I think India and the US can both be called mild hegemons. They certainly seek to use their muscle, but in a mild form, very different from conventional imperialism. After 9/11, the US ceased to look mild. But Iraq soon exposed its limitations. The supposed superpower is helpless to quell militancy; lacks troops for even one occupation, let alone global hegemony; and dares not impose compulsory military service in the US. It can bomb countries from a height, but cannot control events on the ground. US politicians want to exit Iraq, and have no stomach for occupation of other foes (like Iran). After talking mighty and very imperial after 9/11, the US once again looks a mild hegemon, though less so than pre-9/11.
The second issue raised at the start of this column was: how should we react to this degree of hegemonism? For an answer, turn again to India’s position in South Asia. Some neighbours view India as an imperial threat. But it is better viewed as a mild hegemon. Should the neighbours boycott India and avoid any form of co-operation? Should they treat India as a strategic pariah? Surely not.
For the same reason, India must not treat the US as a strategic pariah. It must laugh at the CPM, which is a prisoner of its own past. A child of red imperialism, the CPM was utterly humiliated by the US when the Soviet Union and its East European empire collapsed. Anti-Americanism is in the CPM’s blood. It is not in India’s.
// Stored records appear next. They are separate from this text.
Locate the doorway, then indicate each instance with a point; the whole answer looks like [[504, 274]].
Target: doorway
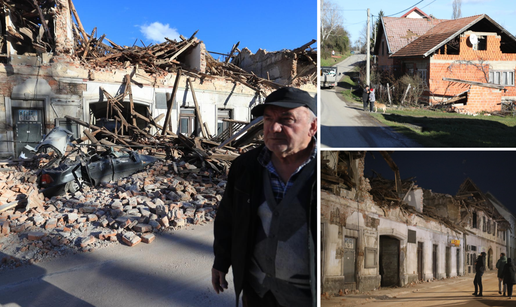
[[420, 260], [448, 261], [389, 261], [434, 260], [28, 129], [457, 259], [349, 259]]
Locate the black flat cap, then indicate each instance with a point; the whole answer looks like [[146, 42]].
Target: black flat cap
[[287, 97]]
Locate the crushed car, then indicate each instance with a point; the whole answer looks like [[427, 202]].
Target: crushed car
[[78, 168], [57, 140]]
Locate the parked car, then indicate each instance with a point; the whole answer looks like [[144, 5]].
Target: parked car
[[78, 168], [57, 140]]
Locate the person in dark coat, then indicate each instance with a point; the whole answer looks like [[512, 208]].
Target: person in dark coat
[[372, 99], [500, 265], [266, 223], [509, 277], [365, 97], [480, 268]]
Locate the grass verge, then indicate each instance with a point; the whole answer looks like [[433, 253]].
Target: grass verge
[[440, 129]]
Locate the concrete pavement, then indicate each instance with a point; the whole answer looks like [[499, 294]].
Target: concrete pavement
[[174, 270], [448, 292]]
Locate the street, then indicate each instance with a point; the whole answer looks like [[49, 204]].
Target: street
[[174, 270], [347, 125], [449, 292]]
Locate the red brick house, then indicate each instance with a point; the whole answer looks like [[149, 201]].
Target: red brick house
[[469, 63]]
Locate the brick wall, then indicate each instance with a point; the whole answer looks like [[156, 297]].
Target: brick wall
[[470, 65], [482, 99]]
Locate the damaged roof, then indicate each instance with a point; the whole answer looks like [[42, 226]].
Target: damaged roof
[[416, 37]]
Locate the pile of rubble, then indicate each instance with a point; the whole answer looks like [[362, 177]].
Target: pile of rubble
[[33, 30], [161, 198]]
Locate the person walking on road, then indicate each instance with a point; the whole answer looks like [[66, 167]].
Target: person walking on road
[[365, 97], [266, 224], [372, 99], [509, 277], [480, 268], [500, 264]]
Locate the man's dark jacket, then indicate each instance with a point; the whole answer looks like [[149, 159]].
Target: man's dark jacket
[[509, 274], [236, 221], [365, 96]]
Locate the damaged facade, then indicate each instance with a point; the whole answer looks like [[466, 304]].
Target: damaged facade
[[467, 64], [381, 233], [53, 71]]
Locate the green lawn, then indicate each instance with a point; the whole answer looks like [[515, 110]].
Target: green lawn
[[440, 129]]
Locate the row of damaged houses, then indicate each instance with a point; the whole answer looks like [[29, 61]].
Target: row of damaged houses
[[380, 233], [55, 73], [466, 64]]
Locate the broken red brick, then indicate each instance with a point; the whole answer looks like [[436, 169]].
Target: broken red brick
[[85, 241], [148, 238], [51, 224], [142, 228], [130, 238], [35, 235]]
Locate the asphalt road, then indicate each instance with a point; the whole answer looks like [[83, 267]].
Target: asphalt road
[[174, 270], [450, 292], [346, 125]]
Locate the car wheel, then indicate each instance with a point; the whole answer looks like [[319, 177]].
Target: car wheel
[[73, 186]]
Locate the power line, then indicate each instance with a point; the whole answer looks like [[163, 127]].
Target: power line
[[405, 9], [428, 4]]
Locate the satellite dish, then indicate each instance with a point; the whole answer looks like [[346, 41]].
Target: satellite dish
[[473, 39]]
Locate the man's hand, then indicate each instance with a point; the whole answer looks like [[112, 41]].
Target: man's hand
[[218, 280]]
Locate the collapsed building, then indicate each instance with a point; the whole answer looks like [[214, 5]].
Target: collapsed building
[[466, 64], [57, 74], [381, 233]]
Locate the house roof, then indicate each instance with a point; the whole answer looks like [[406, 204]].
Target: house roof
[[420, 12], [437, 36], [402, 31], [440, 33]]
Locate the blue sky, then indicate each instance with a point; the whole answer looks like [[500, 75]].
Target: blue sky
[[354, 13], [266, 24]]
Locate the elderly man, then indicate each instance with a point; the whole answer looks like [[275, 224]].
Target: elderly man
[[265, 227], [500, 264]]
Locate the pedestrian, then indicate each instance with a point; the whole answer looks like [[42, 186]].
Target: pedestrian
[[365, 97], [500, 265], [265, 228], [480, 268], [372, 99], [509, 277]]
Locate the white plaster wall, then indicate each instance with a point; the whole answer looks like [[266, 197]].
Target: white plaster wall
[[333, 265], [415, 199]]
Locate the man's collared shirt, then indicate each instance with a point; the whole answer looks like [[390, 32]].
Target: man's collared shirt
[[280, 188]]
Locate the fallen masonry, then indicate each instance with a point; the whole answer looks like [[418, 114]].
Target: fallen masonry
[[130, 211]]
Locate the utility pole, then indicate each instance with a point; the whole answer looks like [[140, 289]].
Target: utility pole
[[368, 53]]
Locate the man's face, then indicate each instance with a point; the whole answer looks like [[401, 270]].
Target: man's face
[[287, 131]]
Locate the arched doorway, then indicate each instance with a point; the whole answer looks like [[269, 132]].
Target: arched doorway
[[99, 111], [389, 261]]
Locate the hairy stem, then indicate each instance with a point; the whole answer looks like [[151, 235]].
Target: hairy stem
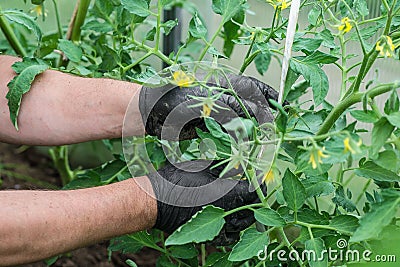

The CPM thinks partnership with the US means becoming an imperial slave. Some extremists in our neighbouring countries similarly view co-operation with India as slavery. Yet, sane folks in these countries see eminent sense in co-operating with India, both bilaterally and regionally. Indeed, they see such co-operation as a way of blunting the edge of Indian hegemony. That is how we should view co-operation with the US.